«Gemona? Palla al piede I medici di San Daniele e Tolmezzo ci ostacolano»

Il dottor De Antoni accusa colleghi e direttori di dipartimento Inutile l’invito a differenziarsi, vogliono la morte del San Michele

GEMONA. Ospedale sempre più povero? Colpa delle “baronie”. Che a sentire il dottor Pietro De Antoni, urologo in forze al nosocomio di Gemona ormai da 20 anni, ci sono anche nella sanità. Se il San Michele continua a “perdere” per il medico è anche colpa «dei colleghi, dei direttori di dipartimento» che lavorano negli ospedali di San Daniele e Tolmezzo.

«Sono convinti che il San Michele sia solo una palla al piede e nonostante l’invito, reiterato da più direzioni aziendali, a differenziarsi, specializzarsi, a non arroccarsi nella difesa dei rispettivi orticelli, nulla si è fatto. Ogni richiesta è stata disattesa». Ai comitati che da anni denunciano la progressiva spoliazione del San Michele e che in questi ultimi mesi sono tornati in trincea, si aggiunge dunque oggi la voce del dottor De Antoni. Una voce autonoma. Che non critica la politica, né l’attività della direzione generale dell’azienda sanitaria 3, bensì la condotta di colleghi che secondo il medico di origine carnica non hanno alcun interesse a mantenere in vita l’ospedale di Gemona. La logica? Mors tua, vita mea. «Vuole un esempio? Sono stati portati via da Gemona, spostati a Tolmezzo, prima lo screening di prevenzione femminile, quindi, dal primo di marzo, anche quello di prevenzione maschile. Senza spiegazioni». La prima volta i comitati sono scesi in piazza sventolando reggiseni, stavolta potrebbe toccare... alle mutande. Il medico si concede un mezzo sorriso. Pieno di amarezza. «Ormai siamo ridotti malissimo ed è un peccato – afferma – . Questo ospedale ha un tasso altissimo di occupazione dei posti letto in medicina, siamo superiori al 90%, vantiamo un gruppo di medici giovani, preparati, impegnati, ma qui si vuole disfare tutto», afferma ancora De Antoni ricordando che con il pensionamento della dottoressa Iacono, già primario della Soc di Medicina, a Gemona non c’è più un primariato. La chirurgia è ormai svolta in week surgery, vale a dire che alle 18 di venerdì il reparto spegne le luci e gli interventi più impegnativi che richiedono maggiori giorni di degenza finiscono a Tolmezzo. De Antoni non si arrocca in difesa dell’ospedale per acuti, ma invoca una rivalutazione del San Michele. “Abbiamo speso centinaia di migliaia di euro per l’accreditamento che altre strutture (vedi San Daniele, tanto per restare all’interno della stessa azienda) non hanno. A Udine l’ospedale è pieno, potremmo fare del nostro un centro provinciale se non regionale per la chirurgia in day hospital e in week e day surgery. Invece oggi è ridotta ai minimi termini».

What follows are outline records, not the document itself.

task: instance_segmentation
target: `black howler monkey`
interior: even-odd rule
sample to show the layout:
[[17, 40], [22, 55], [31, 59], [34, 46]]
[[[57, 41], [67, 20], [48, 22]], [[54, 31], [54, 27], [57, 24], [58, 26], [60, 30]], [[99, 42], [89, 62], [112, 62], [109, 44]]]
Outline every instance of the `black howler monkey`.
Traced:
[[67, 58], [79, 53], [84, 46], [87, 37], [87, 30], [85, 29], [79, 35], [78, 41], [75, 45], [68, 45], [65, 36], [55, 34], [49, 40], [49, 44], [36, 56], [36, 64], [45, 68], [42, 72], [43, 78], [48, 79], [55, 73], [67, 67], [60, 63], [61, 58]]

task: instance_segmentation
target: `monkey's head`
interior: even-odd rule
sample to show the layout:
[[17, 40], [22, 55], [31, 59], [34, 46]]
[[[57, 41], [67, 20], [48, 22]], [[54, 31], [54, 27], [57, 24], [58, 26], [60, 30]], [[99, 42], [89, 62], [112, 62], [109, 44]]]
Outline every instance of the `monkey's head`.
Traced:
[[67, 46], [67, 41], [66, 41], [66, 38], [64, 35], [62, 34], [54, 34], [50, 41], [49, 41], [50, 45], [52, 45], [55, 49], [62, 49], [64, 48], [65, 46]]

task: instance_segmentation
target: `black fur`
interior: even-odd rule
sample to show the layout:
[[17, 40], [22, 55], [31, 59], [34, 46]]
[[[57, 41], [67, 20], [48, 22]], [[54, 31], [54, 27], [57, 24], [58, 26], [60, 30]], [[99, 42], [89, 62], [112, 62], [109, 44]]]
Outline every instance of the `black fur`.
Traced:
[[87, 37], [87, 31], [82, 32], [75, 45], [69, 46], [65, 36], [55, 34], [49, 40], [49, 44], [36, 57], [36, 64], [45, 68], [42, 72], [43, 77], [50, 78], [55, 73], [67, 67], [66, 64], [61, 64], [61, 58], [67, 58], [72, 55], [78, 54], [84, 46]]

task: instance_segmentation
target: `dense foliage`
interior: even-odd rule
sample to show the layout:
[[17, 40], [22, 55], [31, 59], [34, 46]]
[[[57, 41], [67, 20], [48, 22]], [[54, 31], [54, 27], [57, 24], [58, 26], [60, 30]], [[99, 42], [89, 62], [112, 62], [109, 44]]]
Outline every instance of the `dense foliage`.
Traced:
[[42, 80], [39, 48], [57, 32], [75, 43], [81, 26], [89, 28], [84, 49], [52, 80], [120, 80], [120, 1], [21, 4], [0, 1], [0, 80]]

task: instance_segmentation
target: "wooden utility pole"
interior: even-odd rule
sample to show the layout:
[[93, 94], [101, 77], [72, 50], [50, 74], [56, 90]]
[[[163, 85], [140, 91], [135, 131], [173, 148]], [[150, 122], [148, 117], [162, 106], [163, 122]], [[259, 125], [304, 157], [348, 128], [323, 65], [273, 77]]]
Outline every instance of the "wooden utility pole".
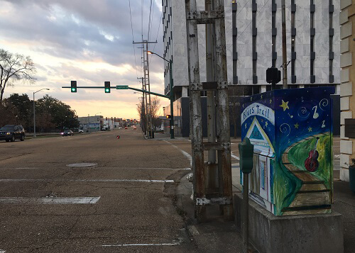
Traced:
[[[142, 89], [143, 90], [146, 90], [146, 87], [144, 86], [144, 77], [137, 77], [137, 79], [141, 80], [142, 81]], [[147, 119], [146, 119], [146, 105], [145, 105], [145, 102], [144, 102], [144, 99], [146, 96], [146, 94], [145, 92], [142, 92], [142, 101], [141, 101], [141, 113], [143, 114], [143, 132], [144, 132], [144, 135], [147, 135]]]
[[[151, 43], [157, 43], [156, 41], [153, 42], [149, 42], [148, 40], [142, 40], [141, 42], [138, 43], [135, 43], [134, 41], [133, 42], [133, 44], [143, 44], [143, 72], [144, 72], [144, 85], [145, 85], [145, 89], [146, 91], [147, 90], [148, 88], [148, 91], [151, 92], [151, 81], [149, 79], [149, 59], [148, 59], [148, 44]], [[146, 48], [144, 48], [144, 45], [146, 46]], [[149, 103], [148, 103], [149, 101]], [[149, 133], [149, 135], [151, 137], [153, 137], [153, 125], [152, 125], [152, 111], [151, 111], [151, 94], [148, 94], [148, 99], [147, 99], [147, 95], [146, 94], [146, 105], [147, 106], [147, 111], [149, 112], [147, 113], [148, 116], [148, 131]]]
[[285, 0], [281, 0], [283, 12], [283, 89], [288, 89], [288, 55], [286, 47], [286, 7]]
[[[205, 0], [206, 11], [212, 10], [212, 0]], [[214, 25], [206, 24], [206, 75], [207, 81], [215, 81], [214, 68]], [[216, 107], [214, 100], [214, 91], [207, 91], [207, 137], [209, 142], [216, 142]], [[208, 160], [206, 167], [206, 189], [207, 193], [213, 193], [218, 191], [218, 170], [217, 166], [216, 150], [208, 150]]]
[[[207, 2], [209, 3], [212, 2]], [[211, 4], [207, 4], [208, 11], [197, 11], [196, 0], [185, 0], [194, 202], [195, 217], [198, 222], [205, 220], [207, 205], [219, 205], [225, 220], [231, 220], [234, 218], [224, 8], [223, 0], [214, 0], [213, 3], [214, 4], [212, 9], [209, 9]], [[214, 79], [204, 83], [200, 82], [200, 80], [197, 24], [214, 24], [212, 26], [214, 31], [212, 30], [211, 33], [213, 34], [214, 32], [215, 34], [212, 40], [214, 46], [212, 47], [215, 48], [216, 56], [211, 64], [215, 69], [215, 77], [213, 77], [213, 74], [209, 76], [209, 78]], [[207, 47], [210, 48], [209, 38], [210, 38], [209, 32], [207, 31]], [[210, 64], [211, 61], [208, 59], [209, 49], [207, 49], [207, 64]], [[217, 122], [217, 142], [210, 138], [211, 142], [203, 142], [200, 95], [202, 90], [212, 91], [216, 94], [216, 116], [210, 120]], [[210, 116], [212, 117], [213, 113]], [[219, 193], [217, 198], [206, 196], [204, 171], [207, 164], [204, 160], [204, 150], [217, 151]]]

L’urologo snocciola i numeri dei “suoi” interventi. «Ne facciamo 800 l’anno, di cui 400 a Gemona, il resto a Tolmezzo. Fare week surgery è valutato in generale come una diminutio, ma per noi sarebbe un’occasione, peccato che nessuno sia disposto a cedere interventi per non perdere il proprio orticello». In mezzo chi ci perde è alla fine Gemona, «ma se l’ospedale dovesse arrivare a chiudere, Tolmezzo – per De Antoni – seguirà a ruota. E lo pensano in molti, tanto che pochi anni fa c’era stato un accordo per dar vita a sinergie tra i due ospedali». Propositi, stando al medico, rimasti lettera morta. La riforma sanitaria che avanza, la necessità di riorganizzare gli ospedali, il nuovo assetto dell’azienda sanitaria 3 che ha inglobato anche l’ospedale di San Daniele possono ora essere l’occasione per un ripensamento. Che De Antoni, pur a un passo dalla pensione, si augura per la sanità dell’Alto Friuli che bene conosce avendo lavorato 40 anni tra Tolmezzo e Gemona. «Facciamo del San Michele un’ospedale di servizi. Centrale rispetto al territorio dell’azienda. Dotiamolo della risonanza magnetica che non serve a ospedali per acuti. Portiamo qui la week surgery, il day hospital, alleggerendo gli altri nosocomi della provincia», rilancia l’urologo guardando a un futuro alternativo per il San Michele, minacciato oggi da più di una spada di Damocle, visti i rischi chiusura che incombono sull’emergenza, la medicina e ancora sul pronto soccorso.